Bottom line: Prepare to enter an amazing world you may not have seen before--the incredible world of insects, coupled with innovative marketing and designs.
And maybe, just maybe, you'll add crickets to your diet?
If you haven't already?
- Author: Kathy Keatley Garvey
Mark your calendars.
A professor renowned for bridging art and science will address a UC Davis Wildlife, Fish and Conservation Biology seminar on April 25 in Meyer Hall, UC Davis campus.
Entomologist/artist Diane Ullman of the UC Davis Department of Entomology and Nematology will speak on “Winds of Change: Bridging Art and Science” from 3:45 to 5 p.m. in the Room 1138, also known as "The Foster Room."
Ullman, co-founder and co-director of the UC Davis Art/Science Fusion Program, will describe the building blocks, innovations and outcomes of the program that she and nationally known ceramicist Donna Billick of Davis formed in 2006.
Ullman and Billick created the art/science fusion concept in 1997 with the introduction of an undergraduate course, “Art, Science and the World of Insects,” that became the centerpiece and inspiration for the UC Davis Art/Science Fusion Program.
Since then, the program “has been a hot bed of innovation, bridging art and science with diverse undergraduate courses, exhibitions, performances and colloquia with collaboration among design faculty, science faculty, museum educators, professors artists and UC Davis students,” Ullman related.
One of the their most noted works is Nature's Gallery, a mosaic mural in the Ruth Storer Gardens, UC Davis Arboretum, off Garrod Drive. Handcrafted by UC Davis staff, faculty and community members, under the umbrella of the UC Davis Art/Science Fusion Program, it features interlocking tiles showing the diversity of plants and insects in California. The 140 ceramic tiles depict plants and insects. The mosaic mural drew more than 300,000 visitors when it was displayed in the summer of 2007 in the U.S. Botanic Garden on the Capitol Mall, Washington, D.C.
Ullman, both a noted entomologist and a talented artist, will relate how the UC Davis Art/Science Fusion Program was developed, why the connections between art and science can be transformational to teaching in both formal and informal settings, and how community inspirations and educational infrastructure are needed to succeed. “As the winds of change moved across the landscape, bridges between visual and performing arts, design, science and technology were built and programs around this concept have arisen worldwide,” Ullman noted.
The settings and circumstances growing from this intellectual borderland yielded many unexpected outcomes that Ullman will share in her presentation.
Ullman, who holds a bachelor's degree in horticulture from the University of Arizona, Tucson, and a doctorate in entomology from UC Davis, joined the UC Davis entomology faculty in 1991, after serving on the faculty of the University of Hawaii.
She chaired the UC Davis Department of Entomology from 2004 to 2005, and then served as associate dean for undergraduate academic programs, UC Davis College of Agricultural and Environmental Sciences, from 2005 to 2014.
Ullman focuses her research on insect/virus/plant interactions and the development of management strategies for insect-transmitted plant pathogens.
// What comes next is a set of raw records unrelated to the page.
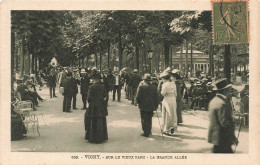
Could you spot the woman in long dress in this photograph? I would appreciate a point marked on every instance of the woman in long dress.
(95, 117)
(169, 114)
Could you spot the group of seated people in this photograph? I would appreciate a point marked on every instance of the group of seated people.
(25, 89)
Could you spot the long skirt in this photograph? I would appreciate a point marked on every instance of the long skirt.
(179, 109)
(169, 113)
(96, 129)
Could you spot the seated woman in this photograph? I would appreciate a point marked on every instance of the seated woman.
(18, 129)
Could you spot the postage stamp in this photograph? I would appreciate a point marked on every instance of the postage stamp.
(230, 21)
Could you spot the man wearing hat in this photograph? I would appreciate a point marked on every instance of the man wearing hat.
(134, 82)
(221, 129)
(148, 100)
(84, 81)
(117, 81)
(67, 84)
(95, 116)
(51, 80)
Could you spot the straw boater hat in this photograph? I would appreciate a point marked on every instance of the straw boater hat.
(209, 83)
(175, 71)
(221, 84)
(135, 71)
(147, 77)
(198, 83)
(83, 71)
(164, 74)
(96, 76)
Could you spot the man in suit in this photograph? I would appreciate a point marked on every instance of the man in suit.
(67, 84)
(148, 100)
(52, 83)
(76, 81)
(84, 81)
(117, 81)
(221, 129)
(134, 82)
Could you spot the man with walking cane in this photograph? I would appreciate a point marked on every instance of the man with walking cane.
(221, 129)
(148, 100)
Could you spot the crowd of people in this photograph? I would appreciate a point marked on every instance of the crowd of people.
(167, 93)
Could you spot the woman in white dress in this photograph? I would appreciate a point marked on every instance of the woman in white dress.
(169, 114)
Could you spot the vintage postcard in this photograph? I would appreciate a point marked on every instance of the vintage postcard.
(129, 82)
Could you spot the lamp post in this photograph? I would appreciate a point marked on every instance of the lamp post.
(150, 56)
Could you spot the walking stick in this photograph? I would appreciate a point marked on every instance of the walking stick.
(159, 123)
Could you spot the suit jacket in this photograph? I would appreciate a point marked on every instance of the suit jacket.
(96, 99)
(135, 80)
(85, 83)
(67, 84)
(120, 81)
(51, 80)
(147, 97)
(221, 128)
(75, 85)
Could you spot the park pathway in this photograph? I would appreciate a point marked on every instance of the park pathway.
(64, 132)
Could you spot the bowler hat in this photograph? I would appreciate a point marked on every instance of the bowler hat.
(164, 74)
(147, 77)
(175, 71)
(221, 84)
(96, 76)
(83, 71)
(135, 71)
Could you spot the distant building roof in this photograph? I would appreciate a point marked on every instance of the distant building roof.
(193, 51)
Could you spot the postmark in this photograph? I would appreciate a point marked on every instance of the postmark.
(230, 22)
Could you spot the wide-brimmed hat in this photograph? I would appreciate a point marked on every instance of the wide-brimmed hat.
(175, 71)
(168, 69)
(209, 83)
(221, 84)
(83, 71)
(198, 83)
(96, 76)
(164, 74)
(176, 75)
(147, 77)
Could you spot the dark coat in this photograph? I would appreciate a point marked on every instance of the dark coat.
(135, 80)
(221, 128)
(51, 80)
(75, 85)
(120, 81)
(147, 97)
(84, 85)
(110, 82)
(97, 100)
(67, 84)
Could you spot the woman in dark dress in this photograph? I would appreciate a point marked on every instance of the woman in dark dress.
(95, 117)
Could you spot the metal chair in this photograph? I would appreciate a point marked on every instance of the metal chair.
(24, 108)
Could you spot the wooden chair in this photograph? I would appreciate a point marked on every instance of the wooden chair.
(24, 108)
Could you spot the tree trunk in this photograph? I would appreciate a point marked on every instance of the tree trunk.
(166, 53)
(100, 62)
(191, 61)
(186, 59)
(12, 58)
(23, 52)
(181, 60)
(137, 56)
(227, 60)
(120, 49)
(96, 60)
(33, 60)
(171, 56)
(108, 54)
(36, 65)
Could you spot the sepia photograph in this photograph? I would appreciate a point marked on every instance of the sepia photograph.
(129, 84)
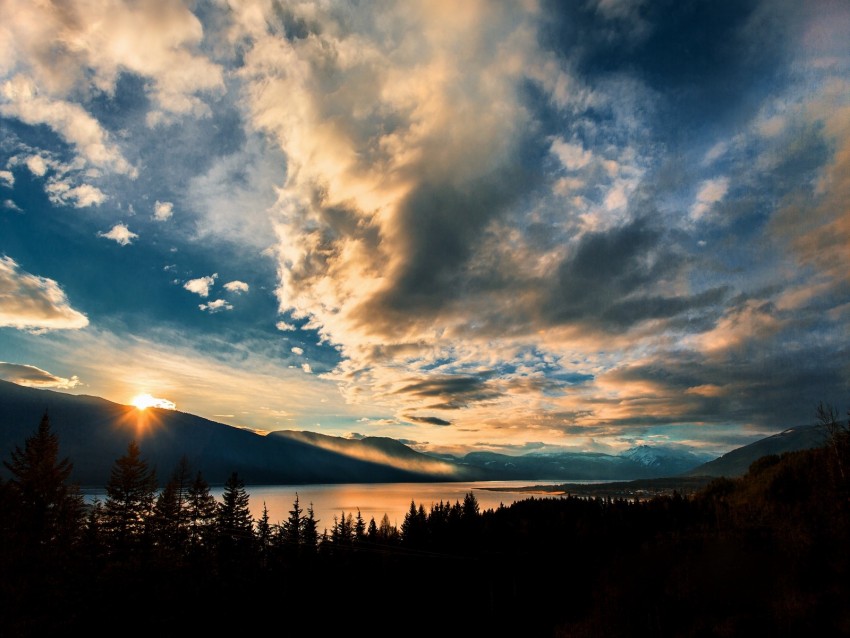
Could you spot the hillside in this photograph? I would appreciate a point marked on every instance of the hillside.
(737, 462)
(94, 432)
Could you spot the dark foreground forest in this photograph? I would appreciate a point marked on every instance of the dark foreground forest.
(766, 554)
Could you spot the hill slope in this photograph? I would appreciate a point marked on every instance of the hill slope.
(94, 432)
(736, 462)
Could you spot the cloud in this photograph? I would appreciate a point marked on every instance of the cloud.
(120, 234)
(572, 156)
(430, 420)
(22, 100)
(33, 377)
(215, 306)
(61, 192)
(162, 211)
(710, 193)
(30, 302)
(201, 286)
(156, 41)
(37, 165)
(236, 286)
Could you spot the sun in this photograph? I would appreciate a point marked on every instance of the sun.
(145, 400)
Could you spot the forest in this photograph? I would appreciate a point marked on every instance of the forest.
(765, 554)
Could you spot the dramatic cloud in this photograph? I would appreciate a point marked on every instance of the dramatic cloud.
(22, 100)
(120, 234)
(711, 192)
(30, 302)
(545, 224)
(61, 192)
(201, 286)
(34, 377)
(215, 306)
(430, 420)
(162, 211)
(236, 286)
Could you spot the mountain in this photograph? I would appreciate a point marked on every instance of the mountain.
(380, 449)
(664, 461)
(736, 462)
(94, 432)
(640, 462)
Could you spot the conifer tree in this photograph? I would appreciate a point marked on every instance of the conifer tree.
(293, 528)
(372, 531)
(49, 509)
(170, 513)
(129, 499)
(264, 535)
(200, 514)
(234, 523)
(359, 528)
(311, 531)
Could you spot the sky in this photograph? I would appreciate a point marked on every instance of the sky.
(515, 226)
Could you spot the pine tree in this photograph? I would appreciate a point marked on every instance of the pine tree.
(170, 514)
(372, 531)
(234, 523)
(129, 500)
(359, 528)
(293, 527)
(200, 514)
(49, 509)
(387, 532)
(311, 531)
(264, 535)
(470, 508)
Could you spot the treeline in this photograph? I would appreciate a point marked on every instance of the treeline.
(766, 554)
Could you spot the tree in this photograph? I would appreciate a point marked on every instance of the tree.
(170, 513)
(264, 534)
(49, 509)
(413, 528)
(311, 531)
(359, 528)
(129, 500)
(293, 528)
(200, 514)
(470, 507)
(234, 523)
(387, 532)
(372, 531)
She teaches undergraduate and graduate courses in entomology and the Science and Society Program.
A fellow of the American Association for the Advancement of Science and the Entomological Society of America, the UC Davis professor received the 2014 Excellence in Teaching Award from the Entomological Society of America and the UC Davis Chancellor's Achievement Award for Diversity and Community in 2007.